Support for Mortgage Interest (SMI) is paid to homeowners in receipt of certain income-related benefits such as Jobseekers Allowance (JSA) and Pension Credit. It covers the interest payments on mortgages and some home improvement loans. Up until April 2018 it has been paid as a free benefit but after this point any SMI payments will need to be repaid to the government with interest when the property is sold. The Government has not confirmed the interest rate which will apply, but investigations by Royal London suggest that the initial interest rate will be around 2.2% though this could rise if interest rates rise.
Claimants are receiving letters from the DWP informing them of the change and supplying loan application forms. An estimated 135,000 letters are being issued, with around 65,000 going to pensioners1.
Of particular concern is the potential impact on those SMI recipients on Pension Credit who have interest only mortgages stretching into retirement. There is already concern that some people may not have the money to pay off the balance on these mortgages when they come to an end, but this will be exacerbated if they also have to pay money back to the government on top.
If the SMI loan amount is more than the equity left within the home when it is sold then the remaining balance is written off but this could still leave claimants with no way of purchasing a new property so they will be forced back into the rental market.
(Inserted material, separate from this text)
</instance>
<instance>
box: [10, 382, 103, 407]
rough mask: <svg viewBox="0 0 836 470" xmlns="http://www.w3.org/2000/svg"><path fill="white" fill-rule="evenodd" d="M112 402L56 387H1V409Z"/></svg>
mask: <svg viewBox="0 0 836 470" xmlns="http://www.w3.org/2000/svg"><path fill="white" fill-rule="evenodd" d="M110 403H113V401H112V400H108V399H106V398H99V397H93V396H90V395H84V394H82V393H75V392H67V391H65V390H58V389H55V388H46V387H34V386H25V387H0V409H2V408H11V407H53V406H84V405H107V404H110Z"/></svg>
Long-term claimants could face bills running into thousands of pounds. Royal London analysis shows that a Pension Credit recipient receiving the average weekly SMI payment of £20 could run up a debt of £5,552 if they claim SMI for five years, which is the typical claim duration for pensioners2. If they were to claim it for ten years then the loan amount would stand at £11,744. (See table below).
Once the mortgage term ends they face the prospect of having to repay the SMI loan as well as the outstanding capital sum on their mortgage. While people of working age might be able to extend their mortgage term to give themselves more time to pay, those in retirement may struggle to get a lender to agree to do so.
Commenting, Helen Morrissey, Personal Finance Specialist at Royal London said: “Up until this point SMI has been paid as a free benefit but any payments made from April 2018 will now need to be repaid with interest – this is a massive policy shift. The Government needs to make sure that people have the help and advice they need to decide whether or not to take out a second mortgage to pay for this. But instead, thousands of people are getting letters which miss crucial details such as the interest rate on the mortgage. The government is pointing people in the direction of the Money Advice Service and Citizens Advice but they can only provide guidance as opposed to tailored advice. Some people will find the process too daunting and will lose their mortgage help next April, with a risk of repossession. Others will sign up, but this will make it even harder for those with interest-only mortgages to clear their outstanding balance at the end of the mortgage. While those able to do so should seek regulated financial advice about their options, the government must ensure that those unable to pay for this advice are given adequate support so they can make the right decision for them.”